Science priorities to support the One Billion Trees Programme
Science, research, and development provide innovative ideas to improve how we plant and grow trees. Learn about our science plan, priorities, and advisory group.
On this page:
- How science supports the One Billion Trees Programme
- Guiding investment with our science plan
- Strategic Science Advisory Group
- Partnership Funding for science projects
The One Billion Trees Programme is key to the government's goal of supporting a sustainable transition to a low emissions economy.

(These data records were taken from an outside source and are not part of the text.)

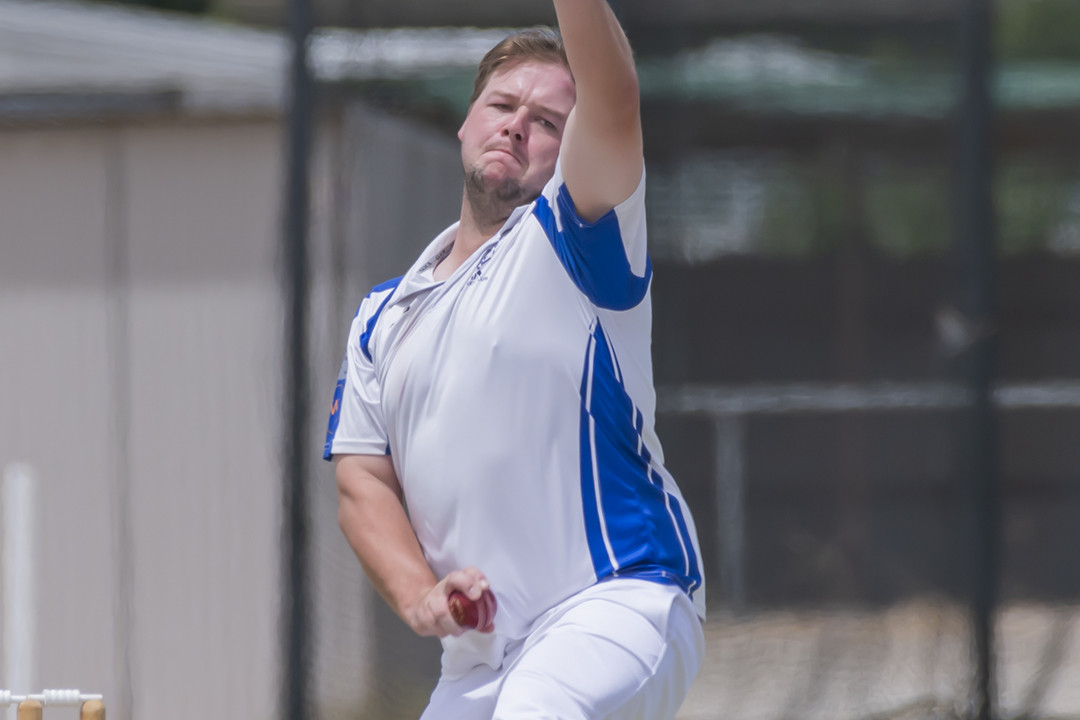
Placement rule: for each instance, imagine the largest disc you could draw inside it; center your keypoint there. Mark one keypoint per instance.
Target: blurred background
(866, 342)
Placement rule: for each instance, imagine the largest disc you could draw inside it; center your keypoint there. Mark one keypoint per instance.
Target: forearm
(377, 528)
(602, 144)
(602, 60)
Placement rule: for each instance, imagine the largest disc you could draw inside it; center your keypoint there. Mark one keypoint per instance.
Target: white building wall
(139, 376)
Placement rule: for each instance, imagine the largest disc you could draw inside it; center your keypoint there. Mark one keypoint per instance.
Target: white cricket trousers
(621, 650)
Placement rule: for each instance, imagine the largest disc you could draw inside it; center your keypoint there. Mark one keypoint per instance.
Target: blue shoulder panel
(365, 337)
(593, 255)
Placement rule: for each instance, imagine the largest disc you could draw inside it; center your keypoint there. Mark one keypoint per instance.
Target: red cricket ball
(472, 613)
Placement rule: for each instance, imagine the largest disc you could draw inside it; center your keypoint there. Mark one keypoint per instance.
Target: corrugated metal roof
(77, 50)
(63, 58)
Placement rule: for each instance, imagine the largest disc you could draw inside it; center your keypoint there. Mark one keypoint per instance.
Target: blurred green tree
(1038, 29)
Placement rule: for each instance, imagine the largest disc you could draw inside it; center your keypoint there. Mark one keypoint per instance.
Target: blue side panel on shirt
(339, 389)
(634, 526)
(589, 497)
(593, 255)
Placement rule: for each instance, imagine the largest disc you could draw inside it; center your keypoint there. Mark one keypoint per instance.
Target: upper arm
(354, 471)
(602, 161)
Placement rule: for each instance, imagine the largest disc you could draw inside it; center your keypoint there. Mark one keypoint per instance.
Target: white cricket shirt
(516, 402)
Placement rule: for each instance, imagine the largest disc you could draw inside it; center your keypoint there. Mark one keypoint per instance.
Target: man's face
(510, 138)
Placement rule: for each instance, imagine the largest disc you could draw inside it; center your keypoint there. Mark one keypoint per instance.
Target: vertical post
(975, 240)
(295, 605)
(92, 709)
(19, 498)
(29, 709)
(731, 508)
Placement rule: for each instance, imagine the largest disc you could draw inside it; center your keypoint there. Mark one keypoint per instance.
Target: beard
(493, 201)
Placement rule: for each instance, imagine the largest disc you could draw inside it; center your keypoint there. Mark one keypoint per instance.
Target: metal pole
(976, 243)
(295, 600)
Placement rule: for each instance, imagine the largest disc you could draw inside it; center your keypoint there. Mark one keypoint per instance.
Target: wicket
(31, 707)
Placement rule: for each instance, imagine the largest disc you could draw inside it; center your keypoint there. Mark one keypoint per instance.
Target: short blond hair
(541, 44)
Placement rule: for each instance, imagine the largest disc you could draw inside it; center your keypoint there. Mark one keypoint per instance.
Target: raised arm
(602, 145)
(374, 521)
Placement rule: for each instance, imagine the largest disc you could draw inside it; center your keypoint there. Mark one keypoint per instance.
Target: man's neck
(473, 231)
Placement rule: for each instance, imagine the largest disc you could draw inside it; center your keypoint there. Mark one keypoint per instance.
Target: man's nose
(516, 126)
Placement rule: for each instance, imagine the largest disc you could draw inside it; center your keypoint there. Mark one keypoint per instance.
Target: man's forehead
(556, 77)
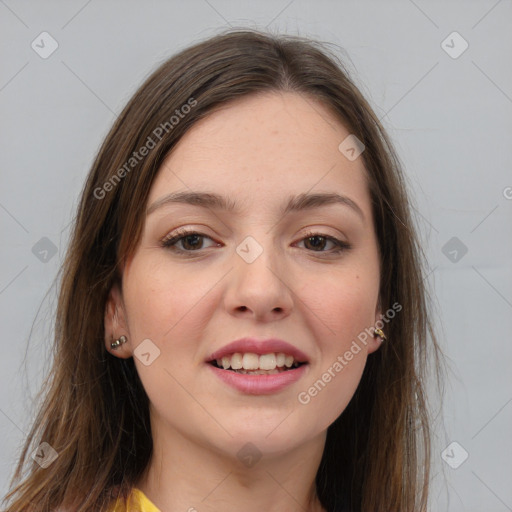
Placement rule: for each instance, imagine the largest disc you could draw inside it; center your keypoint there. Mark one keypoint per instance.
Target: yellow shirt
(137, 502)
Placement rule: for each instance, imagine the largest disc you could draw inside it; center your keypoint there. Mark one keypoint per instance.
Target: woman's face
(256, 272)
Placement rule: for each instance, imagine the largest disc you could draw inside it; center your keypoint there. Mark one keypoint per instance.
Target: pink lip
(255, 346)
(259, 384)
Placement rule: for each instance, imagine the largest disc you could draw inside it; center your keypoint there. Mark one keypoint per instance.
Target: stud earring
(379, 332)
(115, 344)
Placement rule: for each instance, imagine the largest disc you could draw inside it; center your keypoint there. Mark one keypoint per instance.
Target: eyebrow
(215, 201)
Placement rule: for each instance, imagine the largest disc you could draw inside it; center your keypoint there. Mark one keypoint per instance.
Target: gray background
(450, 119)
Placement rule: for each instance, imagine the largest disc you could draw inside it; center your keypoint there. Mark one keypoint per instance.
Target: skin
(257, 150)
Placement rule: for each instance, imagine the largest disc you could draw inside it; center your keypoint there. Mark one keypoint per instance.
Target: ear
(375, 341)
(116, 324)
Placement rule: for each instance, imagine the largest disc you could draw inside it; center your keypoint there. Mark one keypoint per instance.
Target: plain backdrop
(437, 73)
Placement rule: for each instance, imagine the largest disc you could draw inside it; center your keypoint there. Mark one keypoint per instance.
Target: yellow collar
(137, 502)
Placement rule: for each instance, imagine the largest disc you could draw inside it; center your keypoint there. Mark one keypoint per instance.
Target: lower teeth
(259, 372)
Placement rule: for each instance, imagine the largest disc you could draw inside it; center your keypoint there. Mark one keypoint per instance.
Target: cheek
(161, 304)
(344, 305)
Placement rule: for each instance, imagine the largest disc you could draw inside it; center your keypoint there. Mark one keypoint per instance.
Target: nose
(260, 289)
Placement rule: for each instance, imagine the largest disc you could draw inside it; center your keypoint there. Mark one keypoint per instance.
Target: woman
(242, 322)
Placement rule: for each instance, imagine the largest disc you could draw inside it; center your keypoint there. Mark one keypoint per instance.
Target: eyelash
(169, 242)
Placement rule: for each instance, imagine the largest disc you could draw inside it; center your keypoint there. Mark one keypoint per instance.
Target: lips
(259, 347)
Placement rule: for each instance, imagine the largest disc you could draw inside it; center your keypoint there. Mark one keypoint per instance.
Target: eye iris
(187, 237)
(321, 246)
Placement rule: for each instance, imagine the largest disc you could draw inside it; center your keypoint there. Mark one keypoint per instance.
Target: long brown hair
(95, 412)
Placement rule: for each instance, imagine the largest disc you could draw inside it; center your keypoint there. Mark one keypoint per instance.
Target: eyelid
(170, 240)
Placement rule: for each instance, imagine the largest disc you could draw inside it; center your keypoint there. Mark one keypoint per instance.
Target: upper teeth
(250, 361)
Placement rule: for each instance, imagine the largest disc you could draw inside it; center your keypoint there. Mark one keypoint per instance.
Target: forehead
(260, 149)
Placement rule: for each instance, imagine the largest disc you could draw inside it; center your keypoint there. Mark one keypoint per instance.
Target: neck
(185, 475)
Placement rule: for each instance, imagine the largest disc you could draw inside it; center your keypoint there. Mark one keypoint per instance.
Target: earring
(118, 342)
(379, 332)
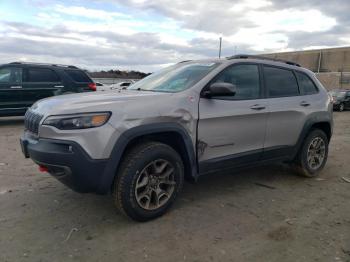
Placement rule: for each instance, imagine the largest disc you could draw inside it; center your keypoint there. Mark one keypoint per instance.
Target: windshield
(175, 78)
(338, 94)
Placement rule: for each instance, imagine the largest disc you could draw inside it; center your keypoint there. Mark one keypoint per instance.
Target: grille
(32, 121)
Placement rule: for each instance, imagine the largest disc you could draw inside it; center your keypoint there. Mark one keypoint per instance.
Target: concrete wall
(325, 60)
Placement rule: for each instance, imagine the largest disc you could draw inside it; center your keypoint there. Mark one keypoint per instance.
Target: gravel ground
(224, 217)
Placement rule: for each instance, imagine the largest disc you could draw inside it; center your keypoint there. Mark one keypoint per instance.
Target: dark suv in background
(341, 99)
(22, 84)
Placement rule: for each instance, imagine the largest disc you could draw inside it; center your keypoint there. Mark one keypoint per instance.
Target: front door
(231, 130)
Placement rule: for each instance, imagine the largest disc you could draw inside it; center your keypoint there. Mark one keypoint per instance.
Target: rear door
(11, 89)
(286, 111)
(231, 130)
(39, 83)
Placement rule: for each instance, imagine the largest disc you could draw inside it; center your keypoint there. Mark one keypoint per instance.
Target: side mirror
(220, 89)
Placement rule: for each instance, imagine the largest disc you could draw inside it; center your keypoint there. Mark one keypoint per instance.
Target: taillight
(92, 86)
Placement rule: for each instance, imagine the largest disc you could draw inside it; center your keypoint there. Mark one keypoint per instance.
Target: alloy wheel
(155, 184)
(316, 153)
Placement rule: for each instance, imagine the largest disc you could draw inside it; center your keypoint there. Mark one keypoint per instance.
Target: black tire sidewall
(128, 198)
(303, 157)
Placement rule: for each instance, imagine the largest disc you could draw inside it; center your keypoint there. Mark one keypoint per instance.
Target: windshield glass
(175, 78)
(338, 94)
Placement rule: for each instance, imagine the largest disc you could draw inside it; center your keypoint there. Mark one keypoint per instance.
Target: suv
(190, 119)
(341, 99)
(22, 84)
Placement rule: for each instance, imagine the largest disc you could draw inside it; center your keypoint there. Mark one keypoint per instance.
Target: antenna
(220, 47)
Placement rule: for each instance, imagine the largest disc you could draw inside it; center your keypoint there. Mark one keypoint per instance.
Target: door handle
(258, 107)
(304, 103)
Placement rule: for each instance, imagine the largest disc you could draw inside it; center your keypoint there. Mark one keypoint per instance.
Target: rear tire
(149, 179)
(313, 154)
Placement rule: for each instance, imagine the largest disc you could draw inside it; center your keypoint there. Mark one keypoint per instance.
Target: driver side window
(246, 79)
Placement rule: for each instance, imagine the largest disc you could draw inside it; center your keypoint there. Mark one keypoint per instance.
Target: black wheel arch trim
(314, 119)
(149, 129)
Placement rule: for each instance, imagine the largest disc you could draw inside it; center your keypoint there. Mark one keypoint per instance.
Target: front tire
(313, 154)
(149, 179)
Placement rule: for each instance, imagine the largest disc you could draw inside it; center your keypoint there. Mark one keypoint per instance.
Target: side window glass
(41, 75)
(280, 82)
(307, 87)
(16, 75)
(11, 75)
(245, 78)
(5, 75)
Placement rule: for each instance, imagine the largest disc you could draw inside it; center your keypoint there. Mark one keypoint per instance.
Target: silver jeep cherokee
(189, 119)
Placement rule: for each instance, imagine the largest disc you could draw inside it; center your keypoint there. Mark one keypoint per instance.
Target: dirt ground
(260, 214)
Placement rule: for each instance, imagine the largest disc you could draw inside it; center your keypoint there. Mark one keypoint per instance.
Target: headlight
(79, 121)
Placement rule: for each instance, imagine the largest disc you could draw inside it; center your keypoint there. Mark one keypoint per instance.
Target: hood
(90, 102)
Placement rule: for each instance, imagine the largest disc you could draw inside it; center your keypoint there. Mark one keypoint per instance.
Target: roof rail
(47, 64)
(243, 56)
(184, 61)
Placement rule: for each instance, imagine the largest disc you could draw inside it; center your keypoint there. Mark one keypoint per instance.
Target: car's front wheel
(149, 179)
(313, 154)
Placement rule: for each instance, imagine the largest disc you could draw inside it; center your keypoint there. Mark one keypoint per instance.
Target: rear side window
(41, 75)
(307, 86)
(5, 74)
(10, 75)
(245, 78)
(280, 82)
(78, 76)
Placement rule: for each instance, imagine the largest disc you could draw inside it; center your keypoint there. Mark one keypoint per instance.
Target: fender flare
(315, 118)
(110, 170)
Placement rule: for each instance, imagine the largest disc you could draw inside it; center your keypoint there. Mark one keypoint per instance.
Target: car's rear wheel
(149, 180)
(313, 154)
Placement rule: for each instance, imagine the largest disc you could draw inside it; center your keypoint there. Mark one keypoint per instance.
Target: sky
(147, 35)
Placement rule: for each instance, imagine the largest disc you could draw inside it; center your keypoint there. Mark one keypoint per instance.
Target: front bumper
(67, 161)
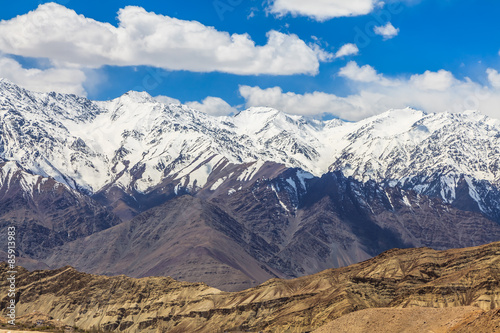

It can help our environment, people, communities and economy by:
- creating jobs for marginalised communities
- reducing erosion and improving water quality
- supporting Māori aspirations for their land and forests.
The programme encourages planting to complement the way land is already used. This supports a move from large-scale land conversion to forestry.
Planting and replanting will deliver a significant number of trees towards 2028’s target of one billion trees. Still, this is not enough to address:
- New Zealand’s climate change objectives
- the government’s broader environmental, economic, social and cultural goals.
To achieve these goals, we need to change how we use land. This includes:
- converting non-productive and less productive farmland to trees
- better integrating trees into farming systems
- planting a wider mix of tree species, both native and exotic.
A science plan is guiding investment in the One Billion Trees Programme. Developed by us and the forestry sector, the plan identified short-, medium- and long-term research priorities.
The plan prioritises short-term operational projects. We already know a lot about radiata pine – these projects focus on filling our knowledge gaps for other native and exotic species.
We will publish technical reports and fact sheets for all research projects. These will include our key learnings and tips.
Short-term research priorities
There are 4 short-term research priorities:
- scaling up native planting
- tools to support decision-making
- understanding social barriers
- planting forests that are not just radiata pine.
Read about these priorities, their projects, the key learnings, and research that is happening.
The One Billion Trees Strategic Science Advisory Group (SSAG) was set up in June 2020. The group helps:
- assess research proposals
- direct funding into short-term priority areas.
The SSAG prioritises practical, cost-effective and high-impact science projects. Projects must support planting the right tree, in the right place, at the right time.
SSAG members include experts from science organisations, Māori, the forestry industry and government.
Strategic Science Advisory Group members
- Tim Payn (chair), principal scientist and research leader, enabling environments, Scion; professor sustainable forestry, Toi-Ohomai
- Russell Dale, forest growers research manager and East Coast forest owner
- Aaron Thompson, senior policy analyst, data, insights and forestry policy, MPI
- Chris Phillips, portfolio leader, soils and landscapes, Manaaki Whenua Landcare Research
- John Moore, R&D manager, Timberlands, director Radiata Pine Breeding Company
- Dean Satchell, New Zealand Farm Forestry Association
- Tui Warmenhoven, Ngati Porou, environmental researcher, Waiapu Catchment Restoration
The One Billion Trees Partnership Fund supported our short-term research projects from 2018 to 2020.
Up to $6 million of government funding was available for projects under the science plan. To ensure a return on investment, all projects must build on or accelerate work currently underway. Researchers are encouraged to work together to avoid duplication.